Ese terrible episodio dejará, sin duda, enseñanzas entre quienes quieren defender este sistema y mejorarlo para fortalecerlo y prolongarlo. Es posible que también valga como señal de alerta para quienes siguieron hasta ahora de buena fe las consignas de Trump sin reparar en su peligro oculto. Pero, al mismo tiempo, es seguro que servirá de aprendizaje para los que, convencidos ya antes del 6 de enero de que eran necesarias medidas drásticas para impulsar sus fantasiosas reivindicaciones, han comprobado ahora que sus propósitos son incompatibles con esta democracia y que ya sólo les cabe su liquidación. Entre los asaltantes al Congreso había grupos organizados y bien armados; entre sus promotores hay políticos de peso y formación. Sería ilusorio pensar que unos y otros dan la batalla por perdida sin más.

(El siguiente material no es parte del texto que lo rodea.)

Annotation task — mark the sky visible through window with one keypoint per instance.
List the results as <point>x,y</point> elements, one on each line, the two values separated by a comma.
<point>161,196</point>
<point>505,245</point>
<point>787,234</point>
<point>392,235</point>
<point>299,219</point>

No. Estados Unidos se adentra en una época de gran incertidumbre, enfrentado a un enemigo interior poderoso, bajo la sombra de una amenaza nunca vista antes, la del autoritarismo involucionista. Afortunadamente, las instituciones resisten, y si Trump no pudo ir más allá en sus propósitos es porque los mandos militares se lo impidieron. Pero las instituciones no son totalmente impermeables al populismo, que sabe deslegitimarlas y atacarlas hasta dejarlas inermes. Esta será una batalla de años, quizá de décadas, una batalla decisiva para la supervivencia de la democracia tal como hoy la conocemos, no sólo en Estados Unidos.